A new soul being born in the midst of a world set in motion, does not perceive the evil that has been passed on to her day, and so identifies that evil to come from the metaphysical. But that soul too enjoys the earthly things (“the savor of a trifling good”), pursues them, and is disordered by them, and through free will passes on the evil. Notice how this part of the theology builds on the discussion of limited earthly goods from the previous canto. Marco goes on to discuss why then civil authority is needed—to curb the bad choices made by our free will.

Then coming out of the fog, which is also a symbol for the wrath that swallows up those in that vice, Virgil explains the nature of love on which the whole divine order is based on. First he explains how all things start from love:

'Neither Creator nor His creature, my dear son,
was ever without love, whether natural
or of the mind,' he began, 'and this you know. (XVII. 91-93)

So it starts with perfect love from the Creator (the natural love), and we humans take that natural love and have to filter it through our minds. I think that’s what Dante is saying, though I admit it’s rather complicated and it’s possible I distorted the meaning. But let’s go with that. Virgil continues.

'The natural is always without error,
but the other may err in its chosen goal
or through excessive or deficient vigor.

While it is directed to the primal good,
knowing moderation in its lesser goals,
it cannot be the cause of wrongful pleasure.

'But when it bends to evil, or pursues the good
with more or less concern than needed,
then the creature works against his Maker. (XVII. 94-102)

So through the mind, man can either work toward the primal good with proper love or distort that love in opposition to the Divine in several ways. Notice how here Dante is building upon the last canto’s discussion of free will. I can’t say this enough, everything in the Divine Comedy is perfectly integrated and crafted. Virgil explains then as I outlined in the summary of this canto, how this disordering can be a result of loving an improper thing, not loving enough of good things, or loving proper things in a distorted way. I think you can see that without me spelling it out.

But what’s important here is how these theological dissertations capture the nature of all that is physical and metaphysical. Dante through his Christian understanding of the world has envisioned the totality of man and the universe.
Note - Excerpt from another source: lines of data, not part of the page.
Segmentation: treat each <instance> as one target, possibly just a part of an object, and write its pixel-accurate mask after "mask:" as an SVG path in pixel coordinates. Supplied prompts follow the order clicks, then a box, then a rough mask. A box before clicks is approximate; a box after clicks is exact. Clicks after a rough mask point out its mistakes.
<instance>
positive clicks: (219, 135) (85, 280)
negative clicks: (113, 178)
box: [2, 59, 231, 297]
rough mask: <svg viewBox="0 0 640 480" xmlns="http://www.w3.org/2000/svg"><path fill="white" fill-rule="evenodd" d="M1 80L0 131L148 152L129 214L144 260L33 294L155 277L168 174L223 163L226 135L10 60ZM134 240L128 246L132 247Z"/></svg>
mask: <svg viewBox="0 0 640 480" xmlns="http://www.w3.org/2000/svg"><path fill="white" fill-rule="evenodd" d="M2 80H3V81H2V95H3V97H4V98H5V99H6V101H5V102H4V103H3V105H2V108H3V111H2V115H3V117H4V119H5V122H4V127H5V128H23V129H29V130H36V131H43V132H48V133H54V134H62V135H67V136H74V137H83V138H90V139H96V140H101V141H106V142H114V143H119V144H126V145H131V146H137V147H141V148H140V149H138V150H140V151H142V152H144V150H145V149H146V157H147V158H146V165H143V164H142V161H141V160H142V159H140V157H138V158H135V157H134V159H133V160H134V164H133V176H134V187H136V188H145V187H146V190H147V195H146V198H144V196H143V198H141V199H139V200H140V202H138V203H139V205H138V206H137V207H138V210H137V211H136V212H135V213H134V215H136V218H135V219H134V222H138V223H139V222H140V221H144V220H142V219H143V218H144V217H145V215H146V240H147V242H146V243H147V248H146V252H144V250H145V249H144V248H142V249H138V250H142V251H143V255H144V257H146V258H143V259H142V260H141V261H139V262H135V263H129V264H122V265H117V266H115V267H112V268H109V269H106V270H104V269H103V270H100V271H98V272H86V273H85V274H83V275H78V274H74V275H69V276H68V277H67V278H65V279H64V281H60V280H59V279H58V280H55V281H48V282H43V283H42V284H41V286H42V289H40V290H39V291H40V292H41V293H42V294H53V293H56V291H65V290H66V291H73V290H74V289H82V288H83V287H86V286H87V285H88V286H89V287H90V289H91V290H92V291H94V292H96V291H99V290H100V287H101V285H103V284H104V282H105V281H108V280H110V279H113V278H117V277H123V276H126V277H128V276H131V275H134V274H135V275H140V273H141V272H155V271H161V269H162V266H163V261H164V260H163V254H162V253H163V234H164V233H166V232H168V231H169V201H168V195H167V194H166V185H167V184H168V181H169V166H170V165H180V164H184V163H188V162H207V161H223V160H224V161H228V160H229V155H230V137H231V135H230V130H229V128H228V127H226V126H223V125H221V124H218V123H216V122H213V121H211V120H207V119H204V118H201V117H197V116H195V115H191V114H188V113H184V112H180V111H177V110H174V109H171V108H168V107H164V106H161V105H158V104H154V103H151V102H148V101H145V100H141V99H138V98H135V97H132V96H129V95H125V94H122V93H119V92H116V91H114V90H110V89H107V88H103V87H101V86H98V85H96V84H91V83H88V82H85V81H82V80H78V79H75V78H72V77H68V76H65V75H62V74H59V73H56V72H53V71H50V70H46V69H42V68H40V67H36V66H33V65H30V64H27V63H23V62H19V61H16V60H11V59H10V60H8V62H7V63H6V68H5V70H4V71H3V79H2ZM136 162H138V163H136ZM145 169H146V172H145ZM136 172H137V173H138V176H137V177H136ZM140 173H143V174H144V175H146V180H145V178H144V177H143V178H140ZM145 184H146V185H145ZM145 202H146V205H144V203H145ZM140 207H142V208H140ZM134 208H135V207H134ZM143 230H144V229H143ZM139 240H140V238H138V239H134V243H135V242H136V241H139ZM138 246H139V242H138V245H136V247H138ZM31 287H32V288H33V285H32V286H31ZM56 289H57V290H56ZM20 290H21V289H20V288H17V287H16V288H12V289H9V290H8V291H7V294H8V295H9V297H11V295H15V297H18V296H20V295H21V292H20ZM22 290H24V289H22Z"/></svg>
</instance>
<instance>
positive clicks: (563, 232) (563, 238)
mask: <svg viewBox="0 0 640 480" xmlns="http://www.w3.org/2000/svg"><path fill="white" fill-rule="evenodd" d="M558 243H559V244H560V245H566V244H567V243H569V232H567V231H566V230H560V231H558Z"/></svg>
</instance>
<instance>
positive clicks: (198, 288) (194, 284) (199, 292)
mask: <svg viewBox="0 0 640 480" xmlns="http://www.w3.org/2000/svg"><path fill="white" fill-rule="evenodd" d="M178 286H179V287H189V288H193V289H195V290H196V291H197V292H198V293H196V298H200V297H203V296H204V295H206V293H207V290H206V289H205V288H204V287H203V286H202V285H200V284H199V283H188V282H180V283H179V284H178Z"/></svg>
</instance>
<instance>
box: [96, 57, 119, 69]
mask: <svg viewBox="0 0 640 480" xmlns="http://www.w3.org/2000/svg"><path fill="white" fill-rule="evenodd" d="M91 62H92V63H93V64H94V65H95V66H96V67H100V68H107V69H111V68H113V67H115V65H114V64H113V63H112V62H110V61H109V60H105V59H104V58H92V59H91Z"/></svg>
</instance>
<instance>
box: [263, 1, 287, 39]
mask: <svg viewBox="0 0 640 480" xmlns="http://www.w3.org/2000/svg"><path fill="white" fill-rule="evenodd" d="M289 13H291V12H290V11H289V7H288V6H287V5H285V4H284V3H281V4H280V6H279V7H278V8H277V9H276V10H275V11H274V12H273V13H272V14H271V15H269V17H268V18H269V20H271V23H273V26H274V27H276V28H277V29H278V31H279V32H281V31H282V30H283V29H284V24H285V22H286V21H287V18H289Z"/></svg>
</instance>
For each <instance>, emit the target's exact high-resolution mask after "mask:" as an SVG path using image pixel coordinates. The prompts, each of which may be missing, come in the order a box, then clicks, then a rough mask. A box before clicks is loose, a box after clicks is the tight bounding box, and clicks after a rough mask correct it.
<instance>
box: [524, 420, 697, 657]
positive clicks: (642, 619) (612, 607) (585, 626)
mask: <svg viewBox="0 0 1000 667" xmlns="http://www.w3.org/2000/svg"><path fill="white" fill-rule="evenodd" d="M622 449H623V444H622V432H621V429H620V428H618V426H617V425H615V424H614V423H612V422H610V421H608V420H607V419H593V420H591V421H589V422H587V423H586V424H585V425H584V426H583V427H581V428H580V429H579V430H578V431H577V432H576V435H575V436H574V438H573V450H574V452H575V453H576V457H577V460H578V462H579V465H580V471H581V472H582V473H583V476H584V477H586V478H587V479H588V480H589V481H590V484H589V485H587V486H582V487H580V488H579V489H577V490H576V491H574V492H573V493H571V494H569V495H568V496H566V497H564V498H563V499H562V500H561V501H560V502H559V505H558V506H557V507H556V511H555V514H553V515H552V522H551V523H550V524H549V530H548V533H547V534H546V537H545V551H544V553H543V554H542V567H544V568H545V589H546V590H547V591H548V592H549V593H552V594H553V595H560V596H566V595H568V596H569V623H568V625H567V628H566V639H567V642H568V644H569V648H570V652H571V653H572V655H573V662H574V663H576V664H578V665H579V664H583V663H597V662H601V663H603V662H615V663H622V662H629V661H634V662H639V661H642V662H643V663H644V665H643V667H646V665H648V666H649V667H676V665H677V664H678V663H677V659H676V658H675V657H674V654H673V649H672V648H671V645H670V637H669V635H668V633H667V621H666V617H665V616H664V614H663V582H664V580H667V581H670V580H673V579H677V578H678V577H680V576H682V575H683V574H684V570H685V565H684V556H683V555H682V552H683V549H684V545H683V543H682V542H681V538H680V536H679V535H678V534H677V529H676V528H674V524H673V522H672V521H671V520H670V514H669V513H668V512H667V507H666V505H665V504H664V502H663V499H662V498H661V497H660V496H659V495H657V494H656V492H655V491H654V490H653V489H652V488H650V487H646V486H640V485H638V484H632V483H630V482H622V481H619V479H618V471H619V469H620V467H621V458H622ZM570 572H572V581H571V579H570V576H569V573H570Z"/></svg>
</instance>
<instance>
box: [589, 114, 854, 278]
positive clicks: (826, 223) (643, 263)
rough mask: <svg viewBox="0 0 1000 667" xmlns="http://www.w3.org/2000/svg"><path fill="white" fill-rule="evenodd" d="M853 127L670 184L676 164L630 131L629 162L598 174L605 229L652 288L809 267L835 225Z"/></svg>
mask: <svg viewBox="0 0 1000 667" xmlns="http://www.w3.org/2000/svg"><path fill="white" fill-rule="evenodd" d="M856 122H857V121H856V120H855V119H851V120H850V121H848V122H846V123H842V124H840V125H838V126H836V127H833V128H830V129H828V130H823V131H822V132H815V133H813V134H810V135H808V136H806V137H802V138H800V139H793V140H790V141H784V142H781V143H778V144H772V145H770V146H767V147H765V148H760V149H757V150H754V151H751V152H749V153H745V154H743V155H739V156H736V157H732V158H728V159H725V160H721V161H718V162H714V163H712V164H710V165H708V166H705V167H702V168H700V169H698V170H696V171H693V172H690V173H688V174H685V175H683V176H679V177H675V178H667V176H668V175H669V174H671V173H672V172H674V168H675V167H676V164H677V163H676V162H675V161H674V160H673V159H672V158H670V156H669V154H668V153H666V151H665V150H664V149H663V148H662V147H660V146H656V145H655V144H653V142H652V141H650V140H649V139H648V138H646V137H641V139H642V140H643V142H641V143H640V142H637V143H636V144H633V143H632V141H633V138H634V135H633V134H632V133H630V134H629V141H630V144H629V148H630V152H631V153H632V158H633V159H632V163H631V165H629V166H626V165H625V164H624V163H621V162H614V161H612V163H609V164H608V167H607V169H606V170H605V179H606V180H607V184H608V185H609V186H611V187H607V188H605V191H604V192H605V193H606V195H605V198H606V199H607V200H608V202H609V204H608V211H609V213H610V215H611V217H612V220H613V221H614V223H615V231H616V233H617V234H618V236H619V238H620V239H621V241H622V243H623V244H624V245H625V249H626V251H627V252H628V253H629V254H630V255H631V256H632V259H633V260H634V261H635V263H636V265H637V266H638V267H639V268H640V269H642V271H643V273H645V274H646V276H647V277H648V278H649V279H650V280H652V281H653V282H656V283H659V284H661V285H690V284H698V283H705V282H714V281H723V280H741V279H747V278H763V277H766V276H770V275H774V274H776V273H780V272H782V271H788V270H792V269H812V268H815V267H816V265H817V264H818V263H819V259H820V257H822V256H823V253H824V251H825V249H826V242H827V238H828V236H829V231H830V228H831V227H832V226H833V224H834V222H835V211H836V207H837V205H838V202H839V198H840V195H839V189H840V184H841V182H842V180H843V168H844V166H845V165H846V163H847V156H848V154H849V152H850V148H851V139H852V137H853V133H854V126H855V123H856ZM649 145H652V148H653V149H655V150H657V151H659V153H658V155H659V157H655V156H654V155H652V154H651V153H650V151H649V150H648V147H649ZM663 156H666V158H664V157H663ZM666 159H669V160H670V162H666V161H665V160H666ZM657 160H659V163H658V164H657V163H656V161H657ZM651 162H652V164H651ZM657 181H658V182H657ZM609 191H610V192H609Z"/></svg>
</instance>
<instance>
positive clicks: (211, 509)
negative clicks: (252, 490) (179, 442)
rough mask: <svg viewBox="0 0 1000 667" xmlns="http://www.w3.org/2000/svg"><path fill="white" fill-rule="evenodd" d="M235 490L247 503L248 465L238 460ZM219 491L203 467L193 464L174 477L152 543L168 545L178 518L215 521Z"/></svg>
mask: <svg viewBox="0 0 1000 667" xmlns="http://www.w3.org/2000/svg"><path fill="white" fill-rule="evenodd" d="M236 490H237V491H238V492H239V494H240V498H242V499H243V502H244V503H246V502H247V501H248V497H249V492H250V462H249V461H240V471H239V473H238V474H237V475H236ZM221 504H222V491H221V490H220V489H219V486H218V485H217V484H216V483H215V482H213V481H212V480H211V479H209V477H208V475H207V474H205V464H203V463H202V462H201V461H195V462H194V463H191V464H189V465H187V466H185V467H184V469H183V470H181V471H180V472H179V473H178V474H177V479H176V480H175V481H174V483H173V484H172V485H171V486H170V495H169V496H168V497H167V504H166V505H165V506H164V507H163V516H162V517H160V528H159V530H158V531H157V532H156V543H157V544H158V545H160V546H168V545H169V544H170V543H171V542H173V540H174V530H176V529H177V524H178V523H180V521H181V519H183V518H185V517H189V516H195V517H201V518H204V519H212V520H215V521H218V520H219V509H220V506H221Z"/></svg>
Limited goods shape our earthly life; divine goods orient us toward God; free will requires curbing of our appetites through civil and theocratic authority; the use of our free will through our mental activity shapes our souls in either positive or negative ways. And the way our souls are shaped leads to the structure of our afterlife. Both purgatory and hell are shaped by the way we distort God’s natural love. The sins shape the structure of hell in a descent, and shape the structure of purgatory in an ascent. The difference is that those in hell have permanently distorted—twisted is a good way to think of it—their souls. In purgatory, through repentance the process is to return to the soul you were meant to have, to untwist it into normalcy.

The entire Divine Comedy is shaped by the theological underpinnings. I find how Dante mirrors the intellectual underpinnings of his world view into this beautifully constructed epic to be of the utmost artistry. I have said this is the greatest work in all of literature. I hope I was able here to explain why.